Engineering in the Wild

Clean Architecture Concepts: Where Do Frameworks Like ML Trainers Truly Belong?

TLDR

When implementing ML systems with clean architecture, you face a key design decision: should your ML framework abstractions live in the core domain or application layer? This article explores both patterns, providing code examples and architecture diagrams to help you make the right choice for your system.


Building robust, maintainable backend systems often leads us to layered architectures – think Domain-Driven Design, Hexagonal Architecture, or Clean Architecture. The central tenet is usually to protect the core business logic, keeping it pure and independent from the noisy, ever-changing details of infrastructure like databases, external APIs, web frameworks, and specialized libraries... like ML training frameworks.

To be honest, there's massive overlap between these architectures. Not because they're poorly designed, but simply because different people thought about the same problem and arrived at similar conclusions with some nuances to it. So instead of focusing on the theory, lets focus on a practical scenario.

What happens when a fundamental business capability, something your system must do to deliver value, is inherently tied to one of these external libraries? Consider the task of "training a model" in an ML-focused application. Training is core to the purpose, yet the actual code relies on Scikit-learn, LightGBM, TensorFlow, or PyTorch. Placing direct calls to these libraries inside your pristine domain layer is a definite no-no – it couples your core to infrastructure.

How do we resolve this tension?

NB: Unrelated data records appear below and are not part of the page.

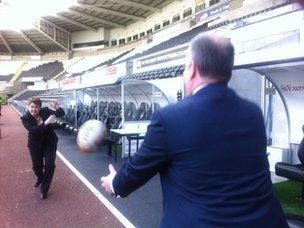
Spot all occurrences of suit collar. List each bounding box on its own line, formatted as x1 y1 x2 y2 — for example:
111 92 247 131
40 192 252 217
25 111 36 122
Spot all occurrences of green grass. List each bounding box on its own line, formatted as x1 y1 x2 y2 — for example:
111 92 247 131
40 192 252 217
273 181 304 216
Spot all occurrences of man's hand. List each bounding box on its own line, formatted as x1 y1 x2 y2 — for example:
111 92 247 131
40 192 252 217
100 164 117 196
44 115 57 125
52 101 59 110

The answer lies in abstracting the capability and carefully placing that abstraction in the right layer.

The Ports and Adaptors Pattern: Your Framework Firewall

Hexagonal Architecture offers a powerful pattern for this: Ports and Adaptors.

flowchart TD
    subgraph "Core Domain"
        Port["Port\n(Interface)"]
    end
    
    subgraph "Infrastructure"
        Adapter1["Adapter A\n(Implementation)"]
        Adapter2["Adapter B\n(Implementation)"]
    end
    
    Adapter1 -->|implements| Port
    Adapter2 -->|implements| Port

You can also think of this as Abstract and Concrete classes or interfaces and implementations. I like to imagine this as a universal power adapter when travelingβ€”your core domain is your device that just wants consistent electricity (capability), while the adapters handle all the messy details of different plug shapes and voltages (frameworks). You never want your laptop to know it's in a European hotel vs. an American office; it should just get power without worrying about the details! Similarly, your domain logic shouldn't care if it's talking to TensorFlow or PyTorch under the hood.

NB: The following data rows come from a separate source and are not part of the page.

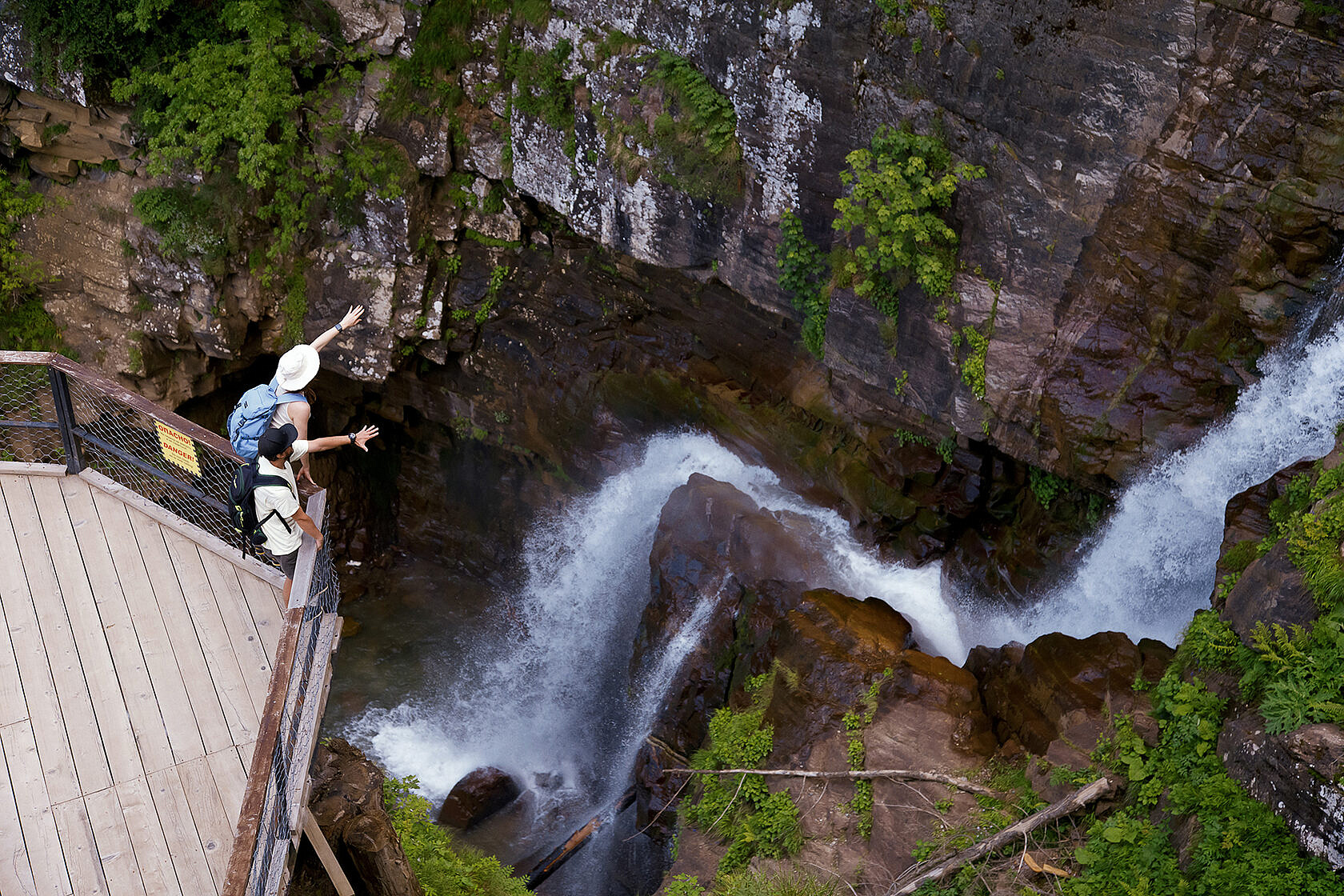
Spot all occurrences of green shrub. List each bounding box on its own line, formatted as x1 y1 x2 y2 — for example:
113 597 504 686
1239 607 1344 734
775 211 830 360
113 0 410 274
832 125 985 310
130 186 229 258
1062 664 1342 896
12 0 219 94
644 50 742 203
383 777 528 896
508 39 578 132
682 669 802 874
0 174 65 352
842 669 891 839
1027 466 1069 510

Anyway, the golden rule: Dependencies point inwards. The infrastructure layer depends on the abstract ports/interfaces defined in the layers it serves, but never the other way around.

Applying this to our ML trainer problem, we need a "Model Trainer" abstraction. The question becomes: In which inner layer should the interface for this abstraction live?

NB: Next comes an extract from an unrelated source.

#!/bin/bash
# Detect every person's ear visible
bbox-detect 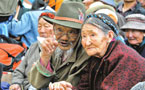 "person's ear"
[107,30,114,43]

Approach 1: The Capability is Core (Port in Core)

This approach is suitable when the capability (like training) is so fundamental that the core domain model itself, or core business rules, conceptually depend on the existence of this capability. The core needs a way to abstractly interact with this function.

flowchart TD
    subgraph "Core Domain"
        ModelTrainerPort["ModelTrainerPort\n(Interface)"]
        Experiment["Experiment\n(Aggregate)"]
        ValueObjects["ModelConfigVO\nTrainingDataVO\nTrainedModelArtifactVO"]
        
        Experiment -->|uses| ModelTrainerPort
        Experiment -->|uses| ValueObjects
    end
    
    subgraph "Infrastructure"
        SKLearnAdapter["SKLearnTrainerAdapter"]
        TensorFlowAdapter["TensorFlowTrainerAdapter"]
        
        SKLearnAdapter -->|implements| ModelTrainerPort
        TensorFlowAdapter -->|implements| ModelTrainerPort
    end
    
    subgraph "Application"
        TrainService["TrainModelService"]
        TrainService -->|uses| Experiment
    end

Rationale: The core domain defines what the business is and how it fundamentally behaves. If "training" is a central verb or concept within the core's responsibilities (e.g., an Experiment aggregate must be able to initiate training runs as part of its lifecycle), the core needs a port for it.

Structure & Code Stubs:

Core Layer: Defines Value Objects representing training inputs/outputs and the Port interface.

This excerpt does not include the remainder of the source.